In vitro differentiation capacities and characterization of rat SMMSCs
Figure 1a shows the spindle-shaped morphology of SMMSCs at passage 3 that acquired from the synovial membrane of male Sprague Dawley rat. Oil red-O staining and alizarin red staining are used to demonstrate the differentiation capacities of SMMSCs to adipocyte and osteocyte, respectively. Oil Red-O staining showed of lipid-rich vacuoles after 2 weeks (Fig. 1b). In addition, Alizarin Red staining revealed the formation of mineralized nodules after 2 weeks (Fig. 1c).
To characterize the phenotypes of SMMSCs, flow cytometry was executed to evaluate the surface markers of MSCs. Cells were labeled with FITC, perCP, and PE-conjugated antibodies and investigated by flow cytometry. Cells were stained with CD34, CD45 (hematopoietic cell markers) and CD44, CD90 (mesenchymal stem-cell markers). Based on our findings, the SMMSCs were negative for cell markers CD34, and CD45, while positive for MSC marker CD44 and CD90 (Fig. 1d-g).
As revealed by the H and E staining, treatment groups (c1, d1, e1 and f1) had better articular cartilage surface continuity and integrity. More cell distribution was seen in, treatment 4 group (f1), also, treatment 1, 2 and 3 groups (c1, d1 and e1) showed better cell distribution compared to OA (a1) and Hyalgan (b1) groups. In addition, treatment groups (c1, d1, e1 and f1) demonstrated better cartilage mineralization compared to OA (a1) and Hyalgan (b1) groups. Moreover, better subchondral bone was seen in treatment groups (c1, d1, and e1) especially in treatment 4 (f1). Besides, more cell population was observed in treatment groups (c1, d1, e1 and f1) especially in treatment 2 and 4 (d1 and f1). A regular and intact subchondral bone with normal interstitial space and lamellar orientations is seen in treatment groups (c1, d1 and f1) whereas treatment 3 (e1), OA (a1) and Hyalgan (b1) groups showed destruction of trabecular bone.
Those groups were received treatment groups (c2, d2, e2 and f2) exhibited more collagen type Ⅱ using Masson’s trichrome staining. A potent orientation of collagen is seen at superficial layer of treatment 4 (f2), and deep layer of treatment 2 (d2). In addition, those groups receiving stem cells demonstrated regular surfaces, while loss of superficial cell layers and surface irregularities are observed in OA (a2) and Hyalgan (b2) groups. Articular cartilage fraction and roughness were observed in some parts of e and f groups.

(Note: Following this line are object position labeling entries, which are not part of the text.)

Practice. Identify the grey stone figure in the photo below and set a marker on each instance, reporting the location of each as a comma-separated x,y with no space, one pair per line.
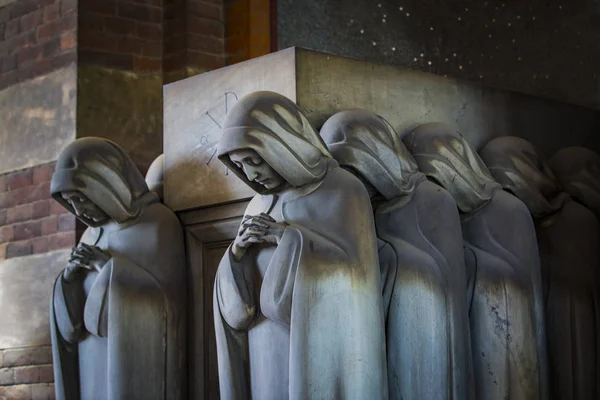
297,301
578,172
155,176
505,291
421,259
568,236
118,309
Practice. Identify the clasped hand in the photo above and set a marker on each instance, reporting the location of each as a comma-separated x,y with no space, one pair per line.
87,257
260,228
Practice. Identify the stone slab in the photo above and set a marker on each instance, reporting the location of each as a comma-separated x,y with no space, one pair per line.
323,84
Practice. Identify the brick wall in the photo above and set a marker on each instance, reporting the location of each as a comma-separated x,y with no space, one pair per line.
31,222
36,36
26,373
121,34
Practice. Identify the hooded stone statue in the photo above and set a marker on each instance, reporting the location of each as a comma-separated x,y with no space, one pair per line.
568,236
505,292
577,169
421,260
118,310
155,176
297,299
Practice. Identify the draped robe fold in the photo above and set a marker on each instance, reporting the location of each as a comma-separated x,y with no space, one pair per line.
506,310
570,258
427,324
120,333
314,309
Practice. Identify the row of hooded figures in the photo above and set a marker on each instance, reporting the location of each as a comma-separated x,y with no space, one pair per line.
367,266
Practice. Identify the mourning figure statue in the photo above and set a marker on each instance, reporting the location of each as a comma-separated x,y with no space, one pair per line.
421,260
505,297
297,301
155,176
578,172
568,236
118,309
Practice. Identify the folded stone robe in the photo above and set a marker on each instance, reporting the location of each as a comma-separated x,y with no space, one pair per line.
120,333
428,346
313,328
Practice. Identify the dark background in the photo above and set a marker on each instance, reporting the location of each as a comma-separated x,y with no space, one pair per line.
545,48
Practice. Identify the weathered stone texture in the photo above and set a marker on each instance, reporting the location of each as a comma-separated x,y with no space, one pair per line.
38,120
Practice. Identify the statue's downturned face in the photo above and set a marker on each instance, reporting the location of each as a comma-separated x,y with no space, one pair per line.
84,207
256,169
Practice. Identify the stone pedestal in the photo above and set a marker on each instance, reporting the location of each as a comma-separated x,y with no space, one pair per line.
211,202
323,84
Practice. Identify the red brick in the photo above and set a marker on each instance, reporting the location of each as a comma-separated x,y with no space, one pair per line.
66,222
68,41
37,68
31,20
65,58
140,12
6,199
130,45
56,28
108,7
42,391
41,209
119,26
19,213
207,27
9,63
29,54
49,225
205,44
18,249
22,7
27,230
52,12
147,64
97,41
92,22
206,10
148,31
68,6
43,173
203,60
40,245
61,240
21,41
6,234
51,47
11,28
22,356
19,179
56,207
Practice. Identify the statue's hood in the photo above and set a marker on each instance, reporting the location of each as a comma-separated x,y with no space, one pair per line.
445,156
366,144
577,169
274,127
105,174
515,163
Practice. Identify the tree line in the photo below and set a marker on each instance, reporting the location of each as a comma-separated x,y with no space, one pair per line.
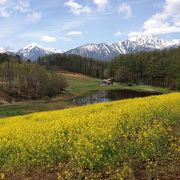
75,63
28,79
157,68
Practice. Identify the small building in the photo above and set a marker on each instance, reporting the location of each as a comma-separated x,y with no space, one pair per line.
107,81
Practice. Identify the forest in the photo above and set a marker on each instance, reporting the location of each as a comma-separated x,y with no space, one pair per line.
75,63
157,68
43,78
28,80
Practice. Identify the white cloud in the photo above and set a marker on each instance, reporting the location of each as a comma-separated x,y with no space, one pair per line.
102,4
22,6
34,16
48,38
125,10
2,2
164,22
77,8
74,33
4,13
118,33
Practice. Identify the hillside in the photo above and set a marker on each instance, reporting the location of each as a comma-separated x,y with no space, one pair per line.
130,139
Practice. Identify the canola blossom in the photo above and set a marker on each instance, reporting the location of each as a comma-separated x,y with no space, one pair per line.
97,138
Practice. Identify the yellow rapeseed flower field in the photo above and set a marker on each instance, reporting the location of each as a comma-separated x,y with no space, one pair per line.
107,140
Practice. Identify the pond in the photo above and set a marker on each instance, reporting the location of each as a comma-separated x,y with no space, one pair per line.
109,95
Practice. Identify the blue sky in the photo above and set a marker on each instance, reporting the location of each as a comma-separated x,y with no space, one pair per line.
65,24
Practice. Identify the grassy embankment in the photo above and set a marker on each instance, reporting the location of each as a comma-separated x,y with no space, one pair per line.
130,139
77,85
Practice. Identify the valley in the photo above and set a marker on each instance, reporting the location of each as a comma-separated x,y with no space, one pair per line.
78,85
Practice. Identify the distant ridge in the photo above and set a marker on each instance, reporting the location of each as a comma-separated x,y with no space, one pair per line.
100,51
105,51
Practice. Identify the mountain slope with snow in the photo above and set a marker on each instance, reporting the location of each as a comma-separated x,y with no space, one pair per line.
140,43
34,51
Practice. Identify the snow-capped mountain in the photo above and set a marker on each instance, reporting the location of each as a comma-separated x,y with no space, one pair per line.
6,50
136,44
95,51
100,51
34,51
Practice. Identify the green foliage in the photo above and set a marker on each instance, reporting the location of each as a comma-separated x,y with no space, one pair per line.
26,79
108,139
158,68
74,63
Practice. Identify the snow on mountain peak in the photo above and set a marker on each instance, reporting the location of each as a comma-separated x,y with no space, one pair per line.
134,44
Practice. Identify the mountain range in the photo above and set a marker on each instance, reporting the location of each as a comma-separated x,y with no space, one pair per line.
100,51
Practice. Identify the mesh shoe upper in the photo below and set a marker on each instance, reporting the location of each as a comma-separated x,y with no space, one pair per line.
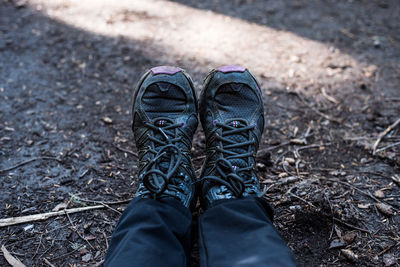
164,121
232,116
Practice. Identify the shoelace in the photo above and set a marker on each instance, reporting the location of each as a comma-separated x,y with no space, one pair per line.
158,172
234,178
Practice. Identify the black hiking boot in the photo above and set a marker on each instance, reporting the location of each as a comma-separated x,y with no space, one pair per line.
232,116
164,121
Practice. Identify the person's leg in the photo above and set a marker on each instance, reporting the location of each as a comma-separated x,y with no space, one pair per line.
155,228
151,233
236,227
239,232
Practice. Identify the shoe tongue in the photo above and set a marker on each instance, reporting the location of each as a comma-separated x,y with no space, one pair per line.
238,138
163,98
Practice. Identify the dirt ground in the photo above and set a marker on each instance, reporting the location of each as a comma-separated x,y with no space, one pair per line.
330,72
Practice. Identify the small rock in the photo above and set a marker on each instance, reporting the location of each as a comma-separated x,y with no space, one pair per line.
389,260
349,254
396,179
107,120
87,257
337,243
28,227
379,194
29,142
384,209
376,41
83,251
60,206
349,237
337,173
260,166
297,141
290,160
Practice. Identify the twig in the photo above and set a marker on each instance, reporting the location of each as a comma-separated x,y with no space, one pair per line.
76,231
382,134
302,199
29,161
48,262
126,150
309,146
352,226
386,147
105,238
386,250
329,118
272,147
359,190
10,258
43,216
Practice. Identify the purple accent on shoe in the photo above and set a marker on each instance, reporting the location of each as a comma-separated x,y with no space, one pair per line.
170,70
231,68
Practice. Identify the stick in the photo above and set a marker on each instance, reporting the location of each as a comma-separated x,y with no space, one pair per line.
43,216
76,231
386,147
10,259
48,262
28,161
126,150
382,134
351,226
329,118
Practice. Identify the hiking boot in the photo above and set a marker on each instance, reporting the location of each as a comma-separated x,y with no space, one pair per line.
232,116
164,121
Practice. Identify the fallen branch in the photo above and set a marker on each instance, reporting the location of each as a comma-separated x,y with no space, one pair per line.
329,118
10,258
382,134
126,151
43,216
29,161
351,226
386,147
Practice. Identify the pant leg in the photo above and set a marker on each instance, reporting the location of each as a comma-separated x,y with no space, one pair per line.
151,233
239,232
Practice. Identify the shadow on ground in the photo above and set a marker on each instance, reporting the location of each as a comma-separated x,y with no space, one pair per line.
66,96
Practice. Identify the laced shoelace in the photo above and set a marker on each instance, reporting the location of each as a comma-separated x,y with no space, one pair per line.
158,173
234,178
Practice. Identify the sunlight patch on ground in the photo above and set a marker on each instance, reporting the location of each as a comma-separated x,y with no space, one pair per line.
199,39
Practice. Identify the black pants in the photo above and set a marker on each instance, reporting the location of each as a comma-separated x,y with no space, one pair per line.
231,233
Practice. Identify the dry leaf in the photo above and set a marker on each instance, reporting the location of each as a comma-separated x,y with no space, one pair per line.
349,254
389,260
349,237
10,259
385,209
363,206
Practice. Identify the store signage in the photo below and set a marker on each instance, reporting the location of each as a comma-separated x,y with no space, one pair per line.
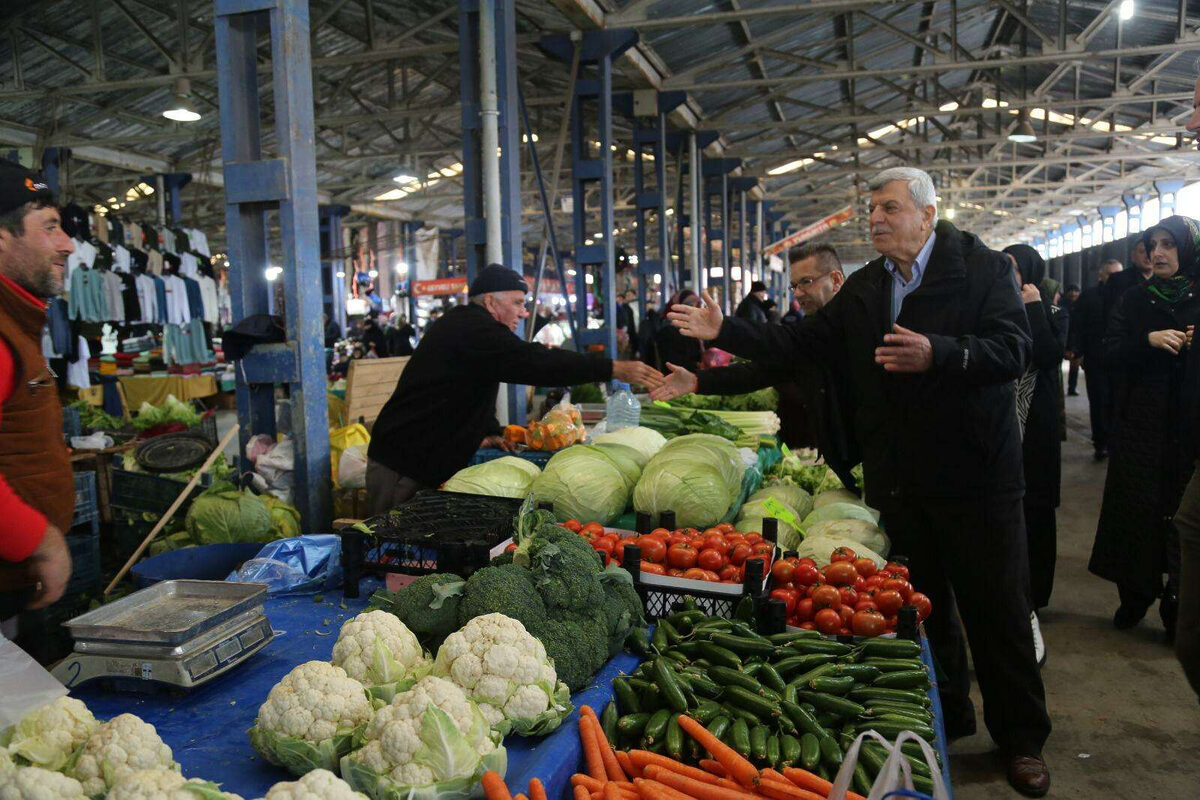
441,287
815,229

Following toluidine blue staining, better extracellular matrix and orientation of chondrocytes were observed in those animals administrated by treatment groups (c3, d3 and f3). The cartilage layer in treatment groups (c3, d3 and f3) was heavily stained in comparision with OA (a3).
Based on safranin O/ alcian blue staining, similar sulfated glycosaminoglycans of proteoglycan contents (red/orange) were observed in treatment groups (c1, e1 and f1) as the best findings. Likewise, treatment 2 (d1) and Hyalgan (b1) groups were the same in GAGs contents. Generally, all groups showed better results compared to OA group.

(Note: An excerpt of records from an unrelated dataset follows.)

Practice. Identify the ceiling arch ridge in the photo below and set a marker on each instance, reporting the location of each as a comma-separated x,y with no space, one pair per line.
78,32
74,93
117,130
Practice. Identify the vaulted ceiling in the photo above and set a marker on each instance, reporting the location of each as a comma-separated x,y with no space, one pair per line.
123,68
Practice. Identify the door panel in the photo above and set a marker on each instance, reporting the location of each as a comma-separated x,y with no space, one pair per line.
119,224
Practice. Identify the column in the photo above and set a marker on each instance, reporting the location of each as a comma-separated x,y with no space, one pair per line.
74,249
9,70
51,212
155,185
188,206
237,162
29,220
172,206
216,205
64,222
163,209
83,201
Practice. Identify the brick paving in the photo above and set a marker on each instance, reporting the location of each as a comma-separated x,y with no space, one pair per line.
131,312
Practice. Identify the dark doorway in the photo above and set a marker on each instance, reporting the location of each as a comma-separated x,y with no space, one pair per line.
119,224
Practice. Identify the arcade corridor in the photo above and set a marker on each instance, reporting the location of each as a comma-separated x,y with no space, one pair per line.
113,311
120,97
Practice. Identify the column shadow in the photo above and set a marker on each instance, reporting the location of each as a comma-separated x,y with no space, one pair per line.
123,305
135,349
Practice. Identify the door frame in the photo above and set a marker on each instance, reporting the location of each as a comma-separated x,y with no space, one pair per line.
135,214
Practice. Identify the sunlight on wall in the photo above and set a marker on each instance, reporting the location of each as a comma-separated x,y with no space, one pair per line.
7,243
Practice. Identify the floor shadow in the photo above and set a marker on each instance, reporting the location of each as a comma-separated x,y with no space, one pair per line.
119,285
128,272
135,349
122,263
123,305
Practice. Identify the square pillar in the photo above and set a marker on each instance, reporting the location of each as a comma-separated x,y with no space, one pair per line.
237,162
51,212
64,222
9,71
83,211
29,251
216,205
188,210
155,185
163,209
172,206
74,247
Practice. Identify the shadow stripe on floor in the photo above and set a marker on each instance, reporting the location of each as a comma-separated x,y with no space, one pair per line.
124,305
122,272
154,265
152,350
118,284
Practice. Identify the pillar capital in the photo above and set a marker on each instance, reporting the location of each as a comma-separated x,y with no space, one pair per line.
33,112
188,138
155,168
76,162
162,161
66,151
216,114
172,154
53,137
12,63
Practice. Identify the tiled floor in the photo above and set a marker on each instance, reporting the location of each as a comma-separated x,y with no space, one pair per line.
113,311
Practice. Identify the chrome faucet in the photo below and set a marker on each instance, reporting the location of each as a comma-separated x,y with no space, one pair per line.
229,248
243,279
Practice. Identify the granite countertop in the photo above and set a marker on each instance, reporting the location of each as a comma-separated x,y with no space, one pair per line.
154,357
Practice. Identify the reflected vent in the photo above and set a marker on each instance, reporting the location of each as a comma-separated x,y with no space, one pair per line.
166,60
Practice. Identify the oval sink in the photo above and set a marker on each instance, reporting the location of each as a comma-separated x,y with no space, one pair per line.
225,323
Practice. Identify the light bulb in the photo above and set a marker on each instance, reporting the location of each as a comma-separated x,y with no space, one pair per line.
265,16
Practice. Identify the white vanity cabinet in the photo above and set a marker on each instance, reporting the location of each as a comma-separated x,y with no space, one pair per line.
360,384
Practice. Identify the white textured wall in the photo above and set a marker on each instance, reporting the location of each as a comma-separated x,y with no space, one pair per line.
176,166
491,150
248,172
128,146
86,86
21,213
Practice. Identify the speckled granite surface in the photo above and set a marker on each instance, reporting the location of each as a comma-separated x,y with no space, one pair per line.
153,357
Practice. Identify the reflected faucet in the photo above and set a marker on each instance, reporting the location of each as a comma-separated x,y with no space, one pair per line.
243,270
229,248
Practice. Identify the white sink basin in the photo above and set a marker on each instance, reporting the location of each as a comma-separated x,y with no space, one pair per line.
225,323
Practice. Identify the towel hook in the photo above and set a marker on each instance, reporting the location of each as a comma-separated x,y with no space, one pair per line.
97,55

Based on IHC, better expression of Col2 was observed in treatment groups c2 and f2. Besides, Similar Col2-positive cells was seen in treatment 2 (d2) and Hyalgan (b2) groups.
Lower expression of MMP3, as a proteolytic enzyme which is well known in the development and spread of inflammatory diseases such as osteoarthritis, was especially observed in treatment group 4 using IHC staining (Fig. 4). However, the level of MMP3 in OA and Hyalgan groups was significantly increased. Treatment groups 1, 2 and 3 exhibited less expression of MMP3 compared with untreated groups (Fig. 4).
To survey the potential effects of SMMSCs, secretome and PRP on OA-induced knee articular cartilage, IHC staining for SOX9 was done. Results showed higher expression of SOX9 in treatment groups 2, 3, and 4 (Fig. 5). Likewise, SOX9 -positive cells were more observed in superficial layer of articular cartilage in treatment group 4 (Fig. 5).
Joint space narrowing, subchondral sclerosis and osteophyte were not observed in treatment group 4. In treatment 1 and 2 groups, findings were normal but osteophyte was seen in early stage. A light Joint space narrowing and osteophytes in early stage were observed in treatment 3 group, while Joint space was normal. Joint space narrowing, moderate subchondral sclerosis and osteophyte were detected in OA and Hyalgan groups, while osteophyte formation was more severe in OA group.